Political party conferences are always quite strange events, but the smaller spring conferences are particularly odd, attracting only the real die hards to give up their weekend. After last week's Labour special conference, it's now the turn of the Lib Dems in York.

The event is actually important for a couple of reasons. Firstly, it allows the dedicated pavement pounders to come together prior to the upcoming elections and remember what they are fighting for. Also, the strength of the internal democracy in the Lib Dems means that many of the debates delegates have will directly influence the party's manifesto next year.

While there are unlikely to be the major clashes this conference, after the economic battles of last time round, the agenda still has a few controversial topics on it. Notably this includes immigration.

Last night the event kicked off with a rally, led by Party president Tim Farron. The speakers, who included various MEPs as well as Farron and Vince Cable, reiterated their party's position as the party of 'in' Europe, saying that being in Europe mean's being in work.

Cable was deeply impressive, combining his usual economic hard headedness with some moving personal recollections of his childhood here in York, and a surprisingly droll sense of humour. Clegg, sitting at the front, led a standing ovation for his business secretary, but didn’t take to the stage. (Clegg was at the bar a bit later with activists, but Danny Alexander caught him trying to buy some drinks and promptly took his credit card away in order to make savings.)

Farron always goes down well at these events. He was his usual rabble rousing self, but combined it with some pro-EU policy meat, challenging Nigel Farage as to "who really is the patriot?"

Farage was a constant presence at the rally, mentioned more than anyone else. The Lib Dems have taken the fight straight to UKIP, with Farron branding Tory and Labour votes on May 22nd “wasted”. While such an approach gives Ukip more credit than they actually deserve, it has increasingly sidelined the other two parties.

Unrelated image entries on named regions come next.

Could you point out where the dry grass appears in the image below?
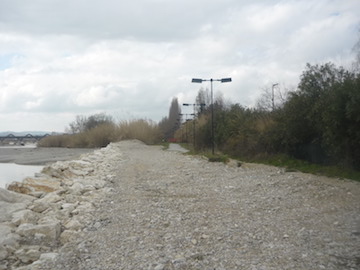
[38,119,161,148]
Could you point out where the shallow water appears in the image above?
[0,163,44,188]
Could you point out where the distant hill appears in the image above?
[0,131,60,136]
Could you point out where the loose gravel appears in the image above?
[46,141,360,270]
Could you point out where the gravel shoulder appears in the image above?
[47,141,360,270]
[0,147,94,165]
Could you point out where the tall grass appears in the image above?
[118,119,162,144]
[38,119,161,148]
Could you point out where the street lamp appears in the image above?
[271,83,279,110]
[191,78,231,154]
[183,103,206,151]
[179,113,195,142]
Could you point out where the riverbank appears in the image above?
[0,141,360,270]
[0,147,95,165]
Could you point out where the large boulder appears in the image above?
[16,222,61,245]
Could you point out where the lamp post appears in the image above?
[179,113,195,142]
[183,103,206,151]
[271,83,279,111]
[191,78,231,154]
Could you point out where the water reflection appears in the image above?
[0,163,44,188]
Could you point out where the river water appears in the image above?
[0,145,44,188]
[0,163,44,188]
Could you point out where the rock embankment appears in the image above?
[0,142,121,270]
[0,141,360,270]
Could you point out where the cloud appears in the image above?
[0,0,360,131]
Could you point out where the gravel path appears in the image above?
[45,141,360,270]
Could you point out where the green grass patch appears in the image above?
[251,155,360,181]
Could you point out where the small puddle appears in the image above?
[0,163,44,188]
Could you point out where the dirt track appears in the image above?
[43,141,360,270]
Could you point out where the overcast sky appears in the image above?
[0,0,360,132]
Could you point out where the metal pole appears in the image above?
[210,79,215,155]
[193,104,196,151]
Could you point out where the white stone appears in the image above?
[16,222,61,241]
[15,246,41,263]
[11,209,38,226]
[64,219,84,231]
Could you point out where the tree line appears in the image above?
[176,63,360,170]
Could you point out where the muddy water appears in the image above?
[0,163,44,188]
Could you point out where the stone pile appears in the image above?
[0,144,121,270]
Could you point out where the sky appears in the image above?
[0,0,360,132]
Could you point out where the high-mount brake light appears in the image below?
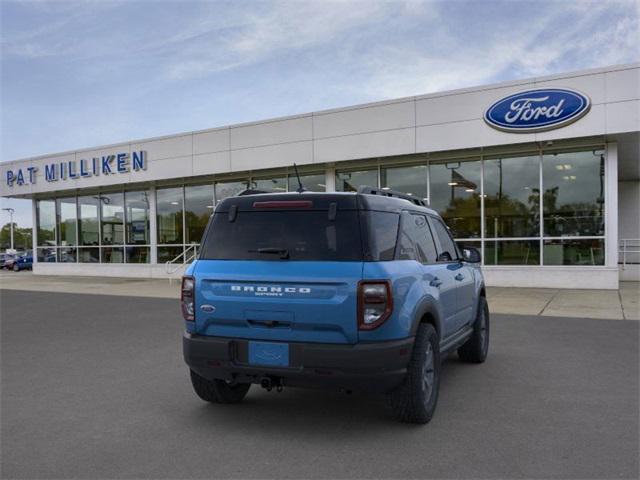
[180,276,196,322]
[253,200,313,208]
[358,280,393,330]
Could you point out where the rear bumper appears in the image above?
[182,332,413,392]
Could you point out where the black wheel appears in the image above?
[387,323,440,423]
[458,297,489,363]
[190,370,251,403]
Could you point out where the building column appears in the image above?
[31,198,38,263]
[604,142,618,268]
[149,187,158,264]
[324,164,336,192]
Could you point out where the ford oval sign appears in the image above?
[484,88,591,133]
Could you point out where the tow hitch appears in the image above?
[260,377,284,393]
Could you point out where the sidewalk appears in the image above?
[0,271,640,320]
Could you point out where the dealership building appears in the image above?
[0,64,640,289]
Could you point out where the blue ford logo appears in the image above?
[484,88,591,133]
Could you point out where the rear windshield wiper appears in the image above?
[249,247,289,260]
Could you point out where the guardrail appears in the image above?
[618,238,640,270]
[165,243,198,283]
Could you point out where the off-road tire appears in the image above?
[458,297,489,363]
[190,370,251,403]
[387,323,441,424]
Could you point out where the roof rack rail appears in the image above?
[358,185,429,207]
[236,188,273,197]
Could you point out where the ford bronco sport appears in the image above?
[181,187,489,423]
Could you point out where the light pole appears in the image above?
[3,207,15,250]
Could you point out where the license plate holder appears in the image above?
[249,341,289,367]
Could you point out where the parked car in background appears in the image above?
[11,252,33,272]
[2,253,17,270]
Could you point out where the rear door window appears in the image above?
[361,210,400,262]
[200,210,362,261]
[398,212,436,263]
[431,218,458,262]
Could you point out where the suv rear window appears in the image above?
[200,210,362,261]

Clegg will take to the stage today for the first time, conducting a Q&A session with members, which is always a lively event. Expect discussion on Russia, surveillance, and some of the more weird and wonderful things party members get exercised about. It's a torment I find it hard to imagine another party leader subjecting themselves to on so regular a basis, and it is to Clegg's credit he does so at every single conference.

Rallies are easy to misinterpret, everyone is trying to be positive and hit applause lines, but there seemed to be a genuinely good feel around conference venue tonight. Certainly better than it has been in recent times.

There has been talk about the Lib Dems losing every MEP in May but, as has so often been the case with the Lib Dem, they seem to be taking off the gloves and jumping into ring for the fight. Don't bet on them being knocked out.